Coding factors with numerical levels instead of character ones
Problem:
Often times, the categorical variables in our read in data set have character denoted levels (i.e.
"No"
and
"Yes"
). Sometimes, we wish to have these same caterogical variables have numerically denoted levels (i.e.
0
and
1
).
Data specifics:
- The data file you have read in contains categorical variables whose levels are denoted with character values, not numerical ones.
"Solution":
First let's read in a dummy data file to illustrate the problem (
"file.txt"
is attached at the bottom of this page):
# Read in data file with column assigned No/Yes
x<-read.table("file.txt", header=T)
x
# id weight smoker
# 1 1 120 No
# 2 2 125 Yes
# 3 3 130 Yes
# 4 4 135 No
# 5 5 140 No
# 6 6 145 Yes
# 7 7 150 Yes
# 8 8 155 No
# 9 9 160 No
# 10 10 165 Yes
# 11 11 170 Yes
# 12 12 175 No
# 13 13 180 No
# 14 14 185 Yes
# 15 15 190 Yes
If we look at the
class of the
smoker
column, we see that it is a
"factor"
.
class(x$smoker)
# [1] "factor"
When a vector of character strings is included as a column of a data frame,
R
by default turns the vector into a factor.
There are a few ways we can extract the codes 1, 2, ... from the categorical variable.
The easiest was to extract the codes 1, 2, ... is to use the
as.numeric()
function:
as.numeric(x$smoker)
# [1] 1 2 2 1 1 2 2 1 1 2 2 1 1 2 2
The
unclass()
function will temporarily remove the effects of a class.
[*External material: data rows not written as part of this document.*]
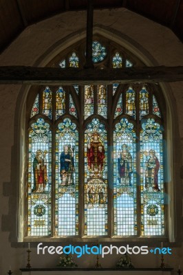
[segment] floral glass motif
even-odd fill
[[[77,111],[72,97],[69,95],[69,114],[77,118]]]
[[[143,87],[140,91],[140,119],[149,113],[149,92]]]
[[[163,128],[153,118],[140,131],[141,235],[164,235]]]
[[[69,67],[73,67],[74,68],[78,68],[79,67],[79,58],[74,52],[69,57]]]
[[[133,66],[133,63],[127,59],[126,60],[126,67],[132,67],[132,66]]]
[[[116,91],[117,90],[117,88],[118,86],[119,86],[119,84],[116,84],[116,83],[112,85],[113,96],[116,93]]]
[[[55,234],[78,234],[78,132],[69,118],[56,131]]]
[[[94,86],[85,86],[85,119],[94,113]]]
[[[43,118],[28,133],[28,235],[51,234],[52,132]]]
[[[52,119],[52,92],[46,87],[43,93],[43,113]]]
[[[122,96],[121,94],[116,108],[114,118],[117,118],[117,116],[121,115],[122,113]]]
[[[98,41],[93,41],[92,43],[92,60],[94,63],[103,61],[107,56],[105,47]]]
[[[105,118],[107,115],[107,85],[98,86],[98,113]]]
[[[65,113],[65,92],[59,87],[56,92],[56,119]]]
[[[85,132],[85,234],[107,234],[107,143],[105,125],[94,118]]]
[[[78,85],[74,85],[74,88],[75,89],[75,91],[76,91],[77,94],[79,94],[79,87],[78,87]]]
[[[112,65],[113,67],[115,69],[121,68],[122,66],[122,57],[118,52],[116,53],[115,56],[113,56]]]
[[[114,131],[114,234],[137,235],[136,132],[122,118]]]
[[[136,118],[136,94],[131,87],[126,92],[126,113]]]
[[[153,96],[153,114],[159,116],[159,118],[161,118],[161,113],[160,111],[160,109],[157,102],[157,100],[155,99],[155,97]]]
[[[65,59],[63,59],[63,60],[61,60],[61,62],[60,62],[59,66],[61,68],[65,68],[66,66]]]
[[[30,118],[39,113],[39,94],[36,96],[31,111]]]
So, if we "unclass" the
smoker
column we get the same output of the
as.numeric()
function:
unclass(x$smoker)
# [1] 1 2 2 1 1 2 2 1 1 2 2 1 1 2 2
# attr(,"levels")
# [1] "No" "Yes"
As seen, factors have an
attribute levels
which holds the level names.
We can manipulate this
as.numeric()
or
unclass()
output in order to extract the numeric codes we want, such as 0, 1, ... instead of 1, 2, ...:
as.numeric(x$smoker) - 1
# [1] 0 1 1 0 0 1 1 0 0 1 1 0 0 1 1
unclass(x$smoker) - 1
# [1] 0 1 1 0 0 1 1 0 0 1 1 0 0 1 1
# attr(,"levels")
# [1] "No" "Yes"
So, if we wanted to, we could define a new column in our dataframe which contained the desired extracted numerical codes of our factor variable:
# Define a new column which is assigned 0/1
x$smoker2<-as.numeric(x$smoker)-1
x
# id weight smoker smoker2
# 1 1 120 No 0
# 2 2 125 Yes 1
# 3 3 130 Yes 1
# 4 4 135 No 0
# 5 5 140 No 0
# 6 6 145 Yes 1
# 7 7 150 Yes 1
# 8 8 155 No 0
# 9 9 160 No 0
# 10 10 165 Yes 1
# 11 11 170 Yes 1
# 12 12 175 No 0
# 13 13 180 No 0
# 14 14 185 Yes 1
# 15 15 190 Yes 1
For more information on factors and their potential surprising characteristics, see the following books:
- Data Analysis and Graphics Using R by John Maindonald and John Braun
- Sections 1.4.5 Factors and 12.4 Factors - Additional Comments
Acknowledgements:
I would like to thank Richard Urbano for posing this problem.